That's a very interesting study and I thank you for posting it. I must confess that I already knew that elite national-class cyclists were faster than I am and can generate higher pedal forces. I think, however, that you have reached a conclusion that is not supported by the data.

From pp 105&106:
Thus the authors admit that experienced cyclists "display more uniform pedal force application" than non-cyclists, and that this difference is likely to "reflect cycling skill and experience rather than muscle type."

So how are we do reconcile these conflicts in the study? Simply by coming back to the obvious: elite cyclists can generate more pedal force than non-elite cyclists. I, for example, can train with the finest coaches in the world and I will not be able to hammer on the pedals hard enough to keep up with those folks. Never could. If I could, I would.
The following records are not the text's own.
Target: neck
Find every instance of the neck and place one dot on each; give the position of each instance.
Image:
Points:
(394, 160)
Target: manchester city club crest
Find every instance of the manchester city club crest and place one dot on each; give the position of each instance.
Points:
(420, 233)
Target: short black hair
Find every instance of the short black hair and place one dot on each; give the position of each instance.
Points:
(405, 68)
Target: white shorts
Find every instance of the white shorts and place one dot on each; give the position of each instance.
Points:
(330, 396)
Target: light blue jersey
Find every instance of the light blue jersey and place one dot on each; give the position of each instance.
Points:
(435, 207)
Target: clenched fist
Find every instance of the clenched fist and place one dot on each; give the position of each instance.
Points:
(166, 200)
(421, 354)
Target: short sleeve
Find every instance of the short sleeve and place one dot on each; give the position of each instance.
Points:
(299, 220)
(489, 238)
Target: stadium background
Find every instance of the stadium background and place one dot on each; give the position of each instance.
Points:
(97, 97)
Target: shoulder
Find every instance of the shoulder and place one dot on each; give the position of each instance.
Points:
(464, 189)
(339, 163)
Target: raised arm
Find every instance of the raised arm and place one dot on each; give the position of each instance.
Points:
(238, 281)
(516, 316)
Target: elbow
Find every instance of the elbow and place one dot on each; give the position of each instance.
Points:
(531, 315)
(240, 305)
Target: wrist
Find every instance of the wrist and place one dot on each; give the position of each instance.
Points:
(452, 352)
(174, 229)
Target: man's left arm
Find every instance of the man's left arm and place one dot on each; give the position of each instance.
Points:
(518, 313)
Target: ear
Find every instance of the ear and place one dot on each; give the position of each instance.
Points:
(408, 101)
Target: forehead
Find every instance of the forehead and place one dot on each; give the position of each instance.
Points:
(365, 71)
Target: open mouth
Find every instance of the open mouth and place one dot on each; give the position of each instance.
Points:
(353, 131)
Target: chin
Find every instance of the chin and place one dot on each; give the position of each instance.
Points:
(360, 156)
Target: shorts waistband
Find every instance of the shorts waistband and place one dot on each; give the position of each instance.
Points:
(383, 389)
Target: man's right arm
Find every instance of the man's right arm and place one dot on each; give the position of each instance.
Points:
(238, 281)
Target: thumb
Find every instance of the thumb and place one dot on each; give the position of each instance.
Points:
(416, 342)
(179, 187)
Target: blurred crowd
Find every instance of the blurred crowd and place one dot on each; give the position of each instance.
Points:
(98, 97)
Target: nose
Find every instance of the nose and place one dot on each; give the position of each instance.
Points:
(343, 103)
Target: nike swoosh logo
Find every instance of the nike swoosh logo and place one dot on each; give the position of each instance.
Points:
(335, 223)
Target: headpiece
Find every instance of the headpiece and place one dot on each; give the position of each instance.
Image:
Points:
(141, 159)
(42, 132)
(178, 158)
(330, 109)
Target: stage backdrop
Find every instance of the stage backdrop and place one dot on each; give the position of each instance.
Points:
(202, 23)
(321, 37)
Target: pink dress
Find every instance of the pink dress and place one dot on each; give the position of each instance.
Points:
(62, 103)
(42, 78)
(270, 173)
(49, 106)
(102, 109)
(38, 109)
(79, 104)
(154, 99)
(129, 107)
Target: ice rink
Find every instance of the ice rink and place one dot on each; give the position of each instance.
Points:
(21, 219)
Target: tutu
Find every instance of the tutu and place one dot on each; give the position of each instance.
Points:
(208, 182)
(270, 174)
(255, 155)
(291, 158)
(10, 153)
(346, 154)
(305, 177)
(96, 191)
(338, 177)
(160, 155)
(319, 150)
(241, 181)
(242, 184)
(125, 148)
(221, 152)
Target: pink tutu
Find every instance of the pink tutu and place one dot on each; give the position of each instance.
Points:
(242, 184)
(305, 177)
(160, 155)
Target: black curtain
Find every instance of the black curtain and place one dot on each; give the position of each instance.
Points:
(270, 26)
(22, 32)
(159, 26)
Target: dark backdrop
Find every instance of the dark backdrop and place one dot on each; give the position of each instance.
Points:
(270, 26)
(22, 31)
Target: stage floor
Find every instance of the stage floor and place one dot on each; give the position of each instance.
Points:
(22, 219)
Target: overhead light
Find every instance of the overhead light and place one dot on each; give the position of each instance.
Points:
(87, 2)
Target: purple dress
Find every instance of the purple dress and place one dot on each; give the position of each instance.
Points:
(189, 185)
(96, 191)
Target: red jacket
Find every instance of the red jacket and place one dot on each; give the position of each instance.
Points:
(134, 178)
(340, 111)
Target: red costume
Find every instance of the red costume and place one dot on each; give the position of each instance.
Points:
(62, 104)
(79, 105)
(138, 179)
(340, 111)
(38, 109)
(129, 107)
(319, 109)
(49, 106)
So what about the differences in pedaling strategy between group 1 and group 2? I think the authors have it backwards. Group 1 is not group 1 because they hammer on the pedals during the downstroke harder than group 2. They are group 1 because they are physically more talented. Group 2 uses a more efficient pedal stroke to make up for their inability to hammer that hard. If they could, they would. But this is what they do to stay as competitive as they can.

One of my core beliefs is that people are not, in general, stupid. When people do a particular thing in a particular way after long study and practice, it's just possible that they are doing the best they can.

Please note that subject A (and national champion), with the highest continuous wattage, pulled up very noticeably late in the backstroke, something that I've never gotten strong enough to do, the efficacy of which I've always doubted, and which you are preaching against. He also did not have the highest peak pedal torque. Also note how A's torque persisted much later in the pedal stroke than anyone else. I pedal much more like subject F, perhaps because I have well developed hams and glutes from skiing and hiking.

One thing that these studies ignore, and I don't know the reason for it, is that what one wants to do is to put a near constant momentary torque on the bottom bracket. This does absolutely not mean pulling up on the backstroke. I can't do it hard except for very short periods, probably not even a minute, in spite of all the MTI and OLP work I've done. Why would one do that, after all, since one is already pushing down much more effectively with the other foot? Although there must be a reason for some folks, as we see that the national champion pulls up. IMO one does better to increase the area under the curve by keeping torque on the BB more constant from about 20° to 200°.

For if it were true that all we needed to do was hammer harder on the downstroke, then why do we have light climbing wheels? Simply because momentary accelerations are a waste of energy. We don't get all the energy spent in acceleration back. Yeah, one would think we do, simply examining the equations, just like you were saying that a heavy bike must be easier to pedal on the flats. But in the experience of all cyclists, heavy wheels are a drag on a climb and a heavy bike is not easier to pedal on the flats. The reason is the inefficient conversion of resources into ATP.

My takeaway from this study is that we don't actually learn anything except that elite cyclists are more talented and that less talented cyclists are more likely to have acquired improved technique as a defense, though the best of the elites may also have improved technique, see Lance Armstrong and the unnamed national champion.